Je propose donc une formule qui se caractérise, entre autres, par le fait que chaque participant choisit sciemment de renoncer, dans la mesure du possible, aux rapports "maître-serviteur". Pour cela, je privilégie des hôtels simples, de catégorie moyenne, où les employés ne sont pas serviles... mais où les normes ne correspondent pas toujours aux habitudes de confort helvétiques; certains déplacements se font parfois avec les transports publics (trains, bus, rickshaws, etc.), manière de côtoyer la population locale dans des conditions particulièrement propices aux échanges et de connaître la promiscuité inévitable d'un pays surpeuplé.
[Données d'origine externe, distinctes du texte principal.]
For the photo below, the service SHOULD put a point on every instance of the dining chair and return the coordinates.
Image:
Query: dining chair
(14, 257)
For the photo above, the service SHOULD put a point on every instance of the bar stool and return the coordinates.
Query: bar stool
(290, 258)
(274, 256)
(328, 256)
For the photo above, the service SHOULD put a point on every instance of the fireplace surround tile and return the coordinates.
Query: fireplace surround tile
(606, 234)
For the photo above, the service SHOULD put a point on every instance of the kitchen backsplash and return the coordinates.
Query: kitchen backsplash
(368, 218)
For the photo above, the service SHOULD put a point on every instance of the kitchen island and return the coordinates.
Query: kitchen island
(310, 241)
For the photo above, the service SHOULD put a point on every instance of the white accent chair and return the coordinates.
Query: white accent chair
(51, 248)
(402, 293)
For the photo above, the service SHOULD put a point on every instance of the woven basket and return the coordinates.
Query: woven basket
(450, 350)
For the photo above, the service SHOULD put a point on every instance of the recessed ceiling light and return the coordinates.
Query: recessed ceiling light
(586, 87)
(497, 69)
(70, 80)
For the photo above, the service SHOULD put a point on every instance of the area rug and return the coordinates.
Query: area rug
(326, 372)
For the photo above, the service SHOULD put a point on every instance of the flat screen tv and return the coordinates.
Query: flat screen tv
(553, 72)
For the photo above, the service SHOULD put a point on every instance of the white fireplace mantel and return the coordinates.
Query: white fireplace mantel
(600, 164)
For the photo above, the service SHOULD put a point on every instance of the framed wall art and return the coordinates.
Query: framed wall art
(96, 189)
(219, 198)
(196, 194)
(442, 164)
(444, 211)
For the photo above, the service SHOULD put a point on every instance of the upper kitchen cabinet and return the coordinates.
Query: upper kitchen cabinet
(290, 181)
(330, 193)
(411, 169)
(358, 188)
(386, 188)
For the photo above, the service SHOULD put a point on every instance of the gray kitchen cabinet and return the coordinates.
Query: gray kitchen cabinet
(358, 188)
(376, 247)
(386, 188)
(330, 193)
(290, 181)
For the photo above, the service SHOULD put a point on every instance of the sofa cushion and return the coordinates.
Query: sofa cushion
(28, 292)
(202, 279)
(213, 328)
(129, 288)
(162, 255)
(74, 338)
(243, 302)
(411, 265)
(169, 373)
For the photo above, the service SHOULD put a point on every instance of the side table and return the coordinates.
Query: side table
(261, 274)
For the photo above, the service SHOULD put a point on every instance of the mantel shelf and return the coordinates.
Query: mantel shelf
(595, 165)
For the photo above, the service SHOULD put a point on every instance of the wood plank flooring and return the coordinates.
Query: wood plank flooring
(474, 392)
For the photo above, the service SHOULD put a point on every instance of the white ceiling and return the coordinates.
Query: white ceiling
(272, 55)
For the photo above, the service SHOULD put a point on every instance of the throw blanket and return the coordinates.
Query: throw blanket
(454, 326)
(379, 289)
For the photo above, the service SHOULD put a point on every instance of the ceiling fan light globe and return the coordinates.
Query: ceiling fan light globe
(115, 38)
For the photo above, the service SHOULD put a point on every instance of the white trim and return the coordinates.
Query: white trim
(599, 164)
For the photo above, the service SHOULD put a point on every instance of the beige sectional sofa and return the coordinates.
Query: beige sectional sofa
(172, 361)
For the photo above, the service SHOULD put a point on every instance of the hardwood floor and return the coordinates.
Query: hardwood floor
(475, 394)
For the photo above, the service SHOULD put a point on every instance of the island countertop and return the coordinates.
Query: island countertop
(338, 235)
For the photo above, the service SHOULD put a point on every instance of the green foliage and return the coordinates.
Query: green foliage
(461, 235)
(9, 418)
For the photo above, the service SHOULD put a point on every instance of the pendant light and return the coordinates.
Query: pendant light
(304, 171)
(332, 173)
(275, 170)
D'autre part, aux étapes, le temps prévu est toujours suffisant pour réellement découvrir, sentir et apprécier, et chacun est libre d'organiser une partie de son emploi du temps. Je qualifie d'ailleurs volontiers mes voyages de "semi-individuels". C'est une immersion dans le pays et son quotidien ... avec des moments où l'on est excédé, fatigué, dégoûté et d'autres qui enthousiasment, subjuguent, émeuvent. Tout cela sans perdre de vue, bien entendu, le fait que les vacances doivent être des instants privilégiés de repos et de plaisir et qu'il convient de prévoir des périodes de détente ...
L'organisation de ces voyages se limite à la mise au point d'un itinéraire, aux réservations de billets d'avion et des hôtels et à l'organisation des déplacements intérieurs. Une grande partie de ces prestations se fait avec des entreprises indiennes, ce qui garantit qu'une bonne partie de l'argent payé par le participant entrera bien dans le pays. Le voyage, en très petit groupe, s'effectue avec un accompagnateur (généralement moi-même) qui est chargé de régler sur place les problèmes pratiques. Il permet d'éviter de grosses pertes de temps, d'amortir le "choc" de la rencontre avec cet autre monde et de réduire la période d'adaptation nécessaire, inconciliable avec de courtes vacances. De plus, outre les quelques visites guidées indispensables, l'accompagnateur est toujours disponible pour des tuyaux de tous ordres, informations et conseils.
LA FASCINATION DE L'INDE
Par désir d'approfondissement personnel et de spécialisation, c'est donc presque exclusivement l'Inde qui est le but de ces voyages: après avoir voyagé aux quatre coins du monde, c'est une véritable passion que j'éprouve, depuis quarante ans, pour ce pays fascinant aux incroyables contrastes.
Sous-continent d'1,3 milliard d'habitants (ce qui signifie que, sur la planète, un habitant sur six est indien), l'Inde est 6 fois plus étendue et près de 20 fois plus peuplée que la France. Terre de l'une des plus anciennes civilisations du monde, c'est en même temps un pays neuf dans sa forme actuelle, puisque l'union indienne ne date que de son accession à l'indépendance en 1947. Ces quelques décennies de développement économique ont créé un pays complètement paradoxal: d'un côté, on estime que plus de 20% de la population vit en dessous du seuil de pauvreté, et d'un autre côté, le pays est fier de sa haute technicité, possède la bombe atomique, met sur orbite des satellites et est l'un des leaders des technologies de pointe...
Mais l'Inde, c'est aussi un pays où l'on peut voir des gens vivre selon des traditions vieilles de 4'000 ans, un pays de couleurs, de parfums, de beautés et d'émotions de toutes natures (sans occulter les aspects les moins souriants), un pays où la religion et la culture historique font partie de la vie de tous les jours: un pays vivant, multiple et varié ... Un pays, enfin, où l'on éprouve le sentiment d'un vrai retour vers l'essentiel.